Iron ore spot markets were hosed on Friday, tumbling upon the resumption of trade following the week-long Lunar New Year holiday.
And Chinese futures, responsible for the weakness seen in spot and physical markets, continued to slide on Friday evening, hinting that the selloff may have further to run yet.
According to Metal Bulletin, the spot price for benchmark 62% fines tumbled by 1.38% to $82.19 a tonne, marking the first movement in the index since January 26.
Year-to-date it has risen 4.2%.
Both higher and lower grade ores also declined with the steepest losses recorded for the latter.

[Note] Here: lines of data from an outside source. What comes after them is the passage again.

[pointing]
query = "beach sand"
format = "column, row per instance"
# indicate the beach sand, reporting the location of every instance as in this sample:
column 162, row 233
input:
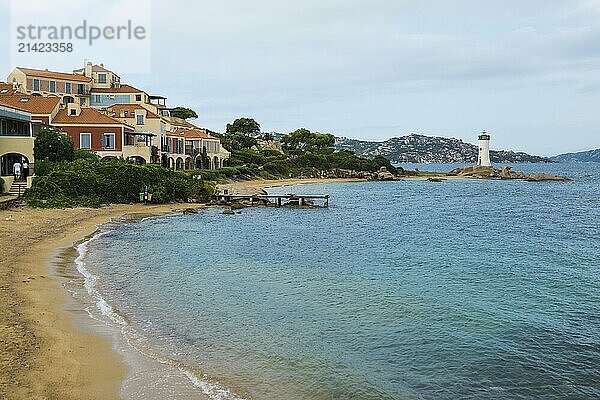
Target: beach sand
column 43, row 355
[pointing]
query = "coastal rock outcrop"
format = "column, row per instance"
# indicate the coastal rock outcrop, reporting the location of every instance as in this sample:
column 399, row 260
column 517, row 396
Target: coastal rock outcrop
column 384, row 175
column 546, row 178
column 504, row 172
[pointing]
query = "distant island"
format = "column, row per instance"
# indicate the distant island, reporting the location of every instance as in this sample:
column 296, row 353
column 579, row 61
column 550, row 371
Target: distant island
column 582, row 156
column 429, row 149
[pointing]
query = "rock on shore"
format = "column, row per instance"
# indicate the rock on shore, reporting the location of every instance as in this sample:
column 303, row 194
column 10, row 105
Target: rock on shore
column 505, row 172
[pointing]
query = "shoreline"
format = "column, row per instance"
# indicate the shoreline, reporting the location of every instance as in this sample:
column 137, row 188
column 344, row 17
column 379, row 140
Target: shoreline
column 45, row 353
column 51, row 347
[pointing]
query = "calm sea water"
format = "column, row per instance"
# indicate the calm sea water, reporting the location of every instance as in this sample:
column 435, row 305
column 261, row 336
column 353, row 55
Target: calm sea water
column 400, row 290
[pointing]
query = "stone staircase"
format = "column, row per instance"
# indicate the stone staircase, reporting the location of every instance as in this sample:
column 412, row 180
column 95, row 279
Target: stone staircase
column 17, row 188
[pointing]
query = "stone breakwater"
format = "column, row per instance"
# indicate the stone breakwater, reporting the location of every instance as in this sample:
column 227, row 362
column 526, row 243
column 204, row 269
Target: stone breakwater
column 505, row 172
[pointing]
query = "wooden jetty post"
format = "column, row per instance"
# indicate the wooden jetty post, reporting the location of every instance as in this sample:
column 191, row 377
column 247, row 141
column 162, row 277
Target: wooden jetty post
column 302, row 199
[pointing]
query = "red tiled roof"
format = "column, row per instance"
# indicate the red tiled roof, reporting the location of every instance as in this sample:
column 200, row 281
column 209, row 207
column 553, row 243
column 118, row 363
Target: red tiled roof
column 95, row 68
column 195, row 134
column 6, row 89
column 44, row 73
column 36, row 105
column 88, row 116
column 121, row 89
column 130, row 108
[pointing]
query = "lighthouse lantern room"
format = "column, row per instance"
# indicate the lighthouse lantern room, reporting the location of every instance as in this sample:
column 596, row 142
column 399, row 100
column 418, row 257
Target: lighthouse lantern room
column 484, row 150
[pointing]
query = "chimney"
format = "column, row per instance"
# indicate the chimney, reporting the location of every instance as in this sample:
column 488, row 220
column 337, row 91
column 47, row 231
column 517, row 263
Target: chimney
column 88, row 69
column 73, row 109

Analysts at Metal Bulletin said that a selloff in Chinese rebar futures, seemingly the catalyst for broader losses in other contracts, may have been as a result of burgeoning inventory levels.
“Futures experienced a sharp drop on the first trading day after the Chinese New Year holiday amid high inventories of billet and rebar,” it said.

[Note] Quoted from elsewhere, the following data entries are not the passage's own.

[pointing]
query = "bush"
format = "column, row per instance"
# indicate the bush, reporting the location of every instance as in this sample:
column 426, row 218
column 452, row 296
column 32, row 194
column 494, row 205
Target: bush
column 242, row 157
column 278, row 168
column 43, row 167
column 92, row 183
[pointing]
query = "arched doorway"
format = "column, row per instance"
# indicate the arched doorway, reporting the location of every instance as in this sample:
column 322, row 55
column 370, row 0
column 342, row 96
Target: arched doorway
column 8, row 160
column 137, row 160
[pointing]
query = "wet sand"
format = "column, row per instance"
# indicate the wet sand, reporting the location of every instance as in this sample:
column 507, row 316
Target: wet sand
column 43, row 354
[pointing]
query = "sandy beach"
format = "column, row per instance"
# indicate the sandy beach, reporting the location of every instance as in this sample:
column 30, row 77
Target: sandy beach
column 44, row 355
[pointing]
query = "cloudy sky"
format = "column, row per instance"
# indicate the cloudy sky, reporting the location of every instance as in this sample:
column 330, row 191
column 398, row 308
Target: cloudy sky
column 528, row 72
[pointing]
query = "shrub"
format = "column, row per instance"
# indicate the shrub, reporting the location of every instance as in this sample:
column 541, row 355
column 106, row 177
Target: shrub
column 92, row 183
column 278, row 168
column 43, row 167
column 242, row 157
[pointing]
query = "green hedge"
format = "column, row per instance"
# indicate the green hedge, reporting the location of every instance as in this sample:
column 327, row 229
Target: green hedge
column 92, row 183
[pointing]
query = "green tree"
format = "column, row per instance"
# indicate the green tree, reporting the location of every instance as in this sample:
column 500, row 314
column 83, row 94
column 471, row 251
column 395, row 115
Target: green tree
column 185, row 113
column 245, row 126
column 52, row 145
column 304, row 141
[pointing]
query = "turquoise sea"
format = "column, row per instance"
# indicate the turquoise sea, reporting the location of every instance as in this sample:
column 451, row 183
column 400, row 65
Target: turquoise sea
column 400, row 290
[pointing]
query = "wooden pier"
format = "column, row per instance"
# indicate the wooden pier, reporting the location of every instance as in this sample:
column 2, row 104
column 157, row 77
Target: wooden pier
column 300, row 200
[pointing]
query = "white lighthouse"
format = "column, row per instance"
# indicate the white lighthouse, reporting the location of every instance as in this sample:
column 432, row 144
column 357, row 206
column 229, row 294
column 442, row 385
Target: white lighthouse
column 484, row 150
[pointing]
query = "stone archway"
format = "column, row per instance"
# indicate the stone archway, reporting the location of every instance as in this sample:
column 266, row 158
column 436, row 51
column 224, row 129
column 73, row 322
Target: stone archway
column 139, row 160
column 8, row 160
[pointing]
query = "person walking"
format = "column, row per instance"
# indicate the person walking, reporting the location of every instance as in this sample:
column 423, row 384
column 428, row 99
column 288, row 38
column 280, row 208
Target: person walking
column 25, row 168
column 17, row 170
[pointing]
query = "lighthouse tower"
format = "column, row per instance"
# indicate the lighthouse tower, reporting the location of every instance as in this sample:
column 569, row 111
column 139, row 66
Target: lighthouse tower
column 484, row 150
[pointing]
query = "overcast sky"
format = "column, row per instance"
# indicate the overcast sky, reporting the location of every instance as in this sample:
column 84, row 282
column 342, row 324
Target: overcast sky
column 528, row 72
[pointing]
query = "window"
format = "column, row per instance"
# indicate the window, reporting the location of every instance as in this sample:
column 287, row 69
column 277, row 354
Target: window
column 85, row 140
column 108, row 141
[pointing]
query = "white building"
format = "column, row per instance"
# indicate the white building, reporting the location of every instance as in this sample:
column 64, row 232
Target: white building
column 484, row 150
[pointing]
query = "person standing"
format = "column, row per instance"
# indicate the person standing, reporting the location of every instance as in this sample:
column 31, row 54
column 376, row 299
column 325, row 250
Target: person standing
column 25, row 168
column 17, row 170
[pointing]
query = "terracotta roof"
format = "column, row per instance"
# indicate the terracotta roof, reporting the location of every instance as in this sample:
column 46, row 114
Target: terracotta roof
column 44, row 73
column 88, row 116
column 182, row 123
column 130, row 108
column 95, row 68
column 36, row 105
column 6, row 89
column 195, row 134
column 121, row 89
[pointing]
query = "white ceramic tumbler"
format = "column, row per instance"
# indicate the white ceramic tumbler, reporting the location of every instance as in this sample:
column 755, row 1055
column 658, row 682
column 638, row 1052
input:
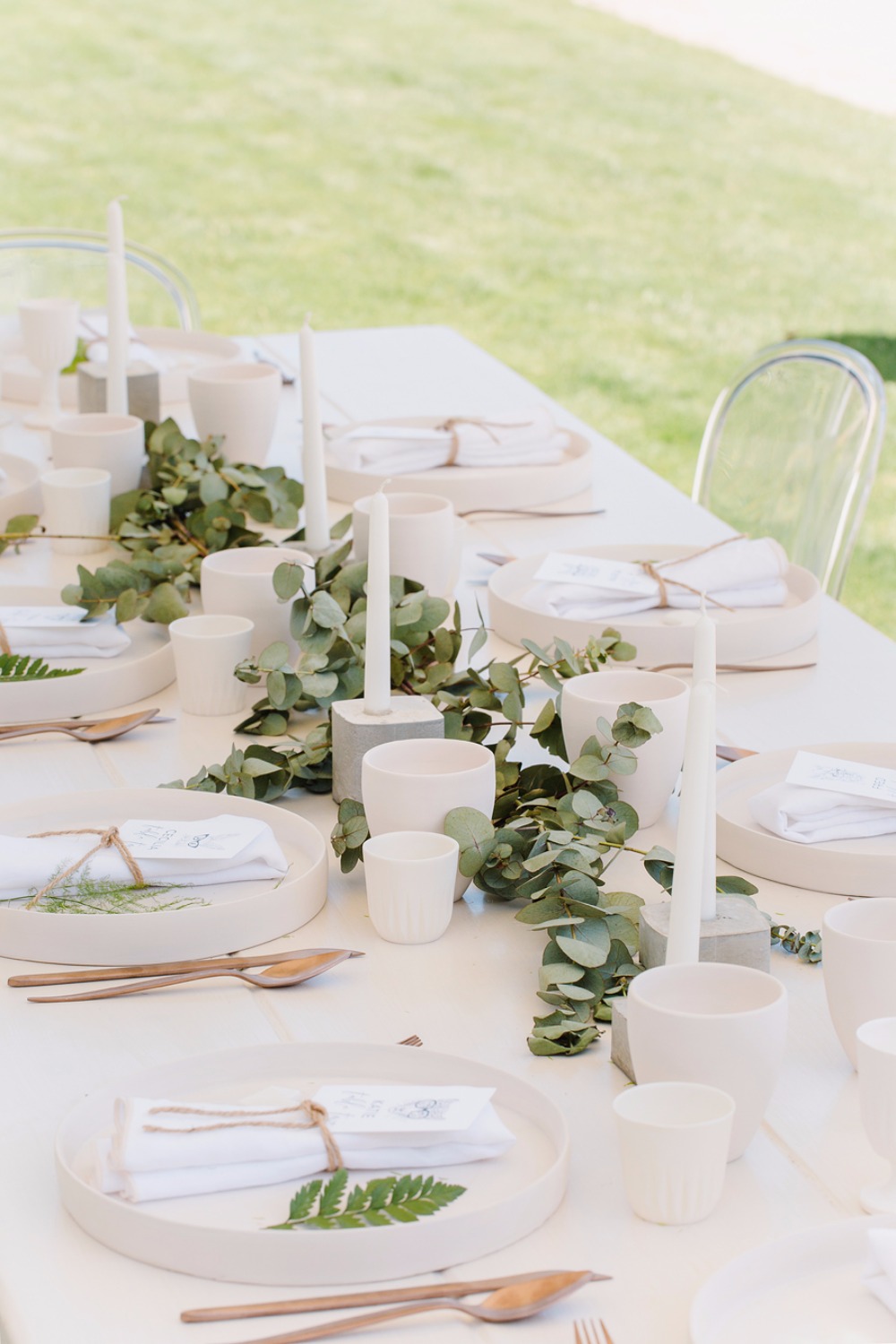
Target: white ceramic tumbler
column 410, row 884
column 115, row 444
column 711, row 1023
column 207, row 648
column 241, row 582
column 673, row 1145
column 860, row 965
column 595, row 695
column 75, row 504
column 239, row 402
column 414, row 782
column 422, row 534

The slump also coincided with news that the People’s Bank of China had moved to tighten monetary conditions, lifting interest rates for its open market operations and standard lending facility on Friday.

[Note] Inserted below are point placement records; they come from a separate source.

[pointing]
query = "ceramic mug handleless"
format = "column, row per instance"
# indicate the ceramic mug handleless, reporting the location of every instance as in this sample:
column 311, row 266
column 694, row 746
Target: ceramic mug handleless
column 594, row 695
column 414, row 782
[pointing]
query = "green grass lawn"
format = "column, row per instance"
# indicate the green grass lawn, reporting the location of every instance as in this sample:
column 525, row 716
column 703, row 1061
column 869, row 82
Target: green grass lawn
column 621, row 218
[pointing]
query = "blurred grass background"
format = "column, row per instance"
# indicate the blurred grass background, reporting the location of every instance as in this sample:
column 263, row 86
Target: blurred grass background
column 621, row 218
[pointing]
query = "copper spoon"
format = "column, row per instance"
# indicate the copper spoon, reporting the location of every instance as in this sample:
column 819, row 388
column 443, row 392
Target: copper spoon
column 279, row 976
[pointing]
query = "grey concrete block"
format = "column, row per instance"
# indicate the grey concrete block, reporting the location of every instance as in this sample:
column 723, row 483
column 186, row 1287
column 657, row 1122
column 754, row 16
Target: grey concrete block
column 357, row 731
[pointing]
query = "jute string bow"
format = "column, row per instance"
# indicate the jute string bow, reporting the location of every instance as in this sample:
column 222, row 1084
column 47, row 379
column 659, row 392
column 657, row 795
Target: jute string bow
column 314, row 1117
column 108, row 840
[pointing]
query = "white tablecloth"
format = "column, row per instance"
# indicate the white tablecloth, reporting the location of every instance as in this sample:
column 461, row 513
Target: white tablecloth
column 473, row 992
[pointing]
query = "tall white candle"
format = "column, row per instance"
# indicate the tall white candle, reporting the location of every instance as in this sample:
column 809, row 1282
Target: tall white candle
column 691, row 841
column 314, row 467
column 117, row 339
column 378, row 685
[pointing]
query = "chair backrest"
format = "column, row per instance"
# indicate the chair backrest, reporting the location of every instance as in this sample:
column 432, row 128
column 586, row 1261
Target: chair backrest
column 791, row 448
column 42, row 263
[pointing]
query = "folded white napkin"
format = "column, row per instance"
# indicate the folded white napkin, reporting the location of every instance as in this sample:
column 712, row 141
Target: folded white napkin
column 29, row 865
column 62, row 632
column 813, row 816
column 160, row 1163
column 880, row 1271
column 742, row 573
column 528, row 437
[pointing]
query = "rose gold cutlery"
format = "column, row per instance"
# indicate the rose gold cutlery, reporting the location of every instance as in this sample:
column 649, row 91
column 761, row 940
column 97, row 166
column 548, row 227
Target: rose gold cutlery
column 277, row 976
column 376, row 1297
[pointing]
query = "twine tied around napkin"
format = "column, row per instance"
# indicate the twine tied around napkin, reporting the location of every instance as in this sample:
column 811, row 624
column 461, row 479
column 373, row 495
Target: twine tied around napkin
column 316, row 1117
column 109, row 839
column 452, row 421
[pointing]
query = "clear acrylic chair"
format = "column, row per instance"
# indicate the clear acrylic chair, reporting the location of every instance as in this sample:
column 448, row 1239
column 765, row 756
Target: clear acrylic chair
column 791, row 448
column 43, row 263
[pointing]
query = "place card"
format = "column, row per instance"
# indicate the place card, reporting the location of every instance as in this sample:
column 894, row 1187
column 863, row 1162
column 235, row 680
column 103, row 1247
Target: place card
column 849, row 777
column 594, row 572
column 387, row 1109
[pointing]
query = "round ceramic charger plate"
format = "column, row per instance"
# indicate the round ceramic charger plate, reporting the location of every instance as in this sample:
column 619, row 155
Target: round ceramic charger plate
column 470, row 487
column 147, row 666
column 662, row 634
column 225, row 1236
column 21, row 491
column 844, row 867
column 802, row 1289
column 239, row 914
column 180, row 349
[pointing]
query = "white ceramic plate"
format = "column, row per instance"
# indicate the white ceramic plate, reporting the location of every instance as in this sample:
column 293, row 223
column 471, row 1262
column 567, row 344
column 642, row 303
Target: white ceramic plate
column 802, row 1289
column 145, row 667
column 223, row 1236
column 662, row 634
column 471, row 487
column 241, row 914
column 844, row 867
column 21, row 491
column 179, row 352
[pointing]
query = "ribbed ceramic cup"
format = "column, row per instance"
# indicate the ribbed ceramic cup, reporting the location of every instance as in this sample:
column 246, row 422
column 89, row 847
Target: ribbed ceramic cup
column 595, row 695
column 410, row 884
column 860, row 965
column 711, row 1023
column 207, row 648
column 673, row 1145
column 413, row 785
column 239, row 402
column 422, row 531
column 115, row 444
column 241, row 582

Whatever the catalyst, futures continued to slide in overnight trade on Friday, suggesting that further weakness in spot and physical markets may continue on Monday.
The May 2017 iron ore future on the Dalian Commodities Exchange slid 2.88% to 608 yuan, mirroring a similar fall in rebar futures traded on the Shanghai Futures Exchange which closed down 2.68% at 3089 yuan.
Trade in Chinese commodity futures will resume at Midday AEDT.